= Leonard M. Henny =

Leonard (Melchior) Henny (The Hague, 4 August 1935 – Amsterdam, 17 September 2011) was a Dutch filmmaker, teacher, and writer, known for his socially engaged documentaries, and his pioneering work in the field of visual sociology.

== Work ==

=== Visual sociology ===

In 1978 Henny had started writing on the functions of images in society in a short work, entitled "Film and video in sociology." In 1985 he published a more general seminal paper on visual sociology, entitled "A short history of visual sociology." He started this paper by stipulating the apparent absurdity of the term "visual sociology," arguing:

It somehow implies that there is ‘verbal’ sociology and ‘visual’ sociology. Obviously, however, we never speak of ‘verbal sociologists’ because we all know that a sociologist is, by definition, virtually caught in a Gutenberg Syndrome. Sociologists usually argue with words and figures. Yet this has not always been the case..."

And furthermore about the origin of visualisation in the emerging field of sociology in the late 19th century:
...the first issues of the American Journal of Sociology [established in 1895] published many photographs taken by sociologists and social photographers... In many of the issues of the AJS in the first fifteen years of its existence photos were published mainly to support the articles on social reform. Today we tend to look with some nostalgia and with some scepticism at the use of photographs in the early days of sociology...

Early social photographers of those days were Lewis Hine and Jacob Riis. And there were succeeded in the 1920s by a new generation of sociologists and photographers such as Walker Evans and Dorothea Lange. Henry (1985) described, that images kept being used in sociological research until in the 1970s a "revival of interest in the function of images in society among sociologists" led to the emerge of visual sociology.

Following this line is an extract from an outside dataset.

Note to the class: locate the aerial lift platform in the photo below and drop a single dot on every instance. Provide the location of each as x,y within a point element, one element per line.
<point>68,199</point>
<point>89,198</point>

== Movies / documentaries (incomplete) ==

Henny made the following the movies / documentaries:

- In search of Don Quichotte (Spanje, La Mancha, 1959)
- But What Do We Do? (1966)
- Peace Pickets Arrested for Disturbing the Peace (1968)
- Huey! (samen met Sally Pugh, 1968)
- The Resistance (1968)
- Black Power, We're Goin' Survive America (1968)
- Dead Earth (VS, 1970)
- Schitzophrenia of Working for War (VS, 1970)
- Dead End Street? (VS, 1970)
- Why Worry (1972)
- Vietnam Veteran (samen met Kees Hin 1970–1973)
- Getting It Together (samen met Jan Boon, 1973)
- The Maori land struggle (New Zealand, 1980)
- How nations Televise Each Other (Nederland en VS, 1984)
- Video Eyes - Video Ears, Dead Earth en Giftaal (1988)
- Desenkadena (samen met Gloria Lowe, 2000)

== Selected publications ==

- Henny, Leonard M. Film and video in sociology. Utrecht, University of Utrecht
- Henny, Leonard M. Raising Consciousness through Film: Audio-visual Media and International Development Education, Utrecht 1980.

Articles, a selection:

- Henny, Leonard M. "A short history of visual sociology." Current Sociology 34.3 (1986): 1–4; Reprinted in Jason Hughes ed. SAGE Visual Methods, (2012), p. 1-4
- Henny, Leonard M. "Use the Media to Reach the People: Social Sculpture," Critical Sociology 1(2) p. 4-4, 1970.
- Henny, Leonard M. "Films as a Weapons in the Struggle to Liberate the American Mind," Critical Sociology 1(2), p. 5-5, 1970.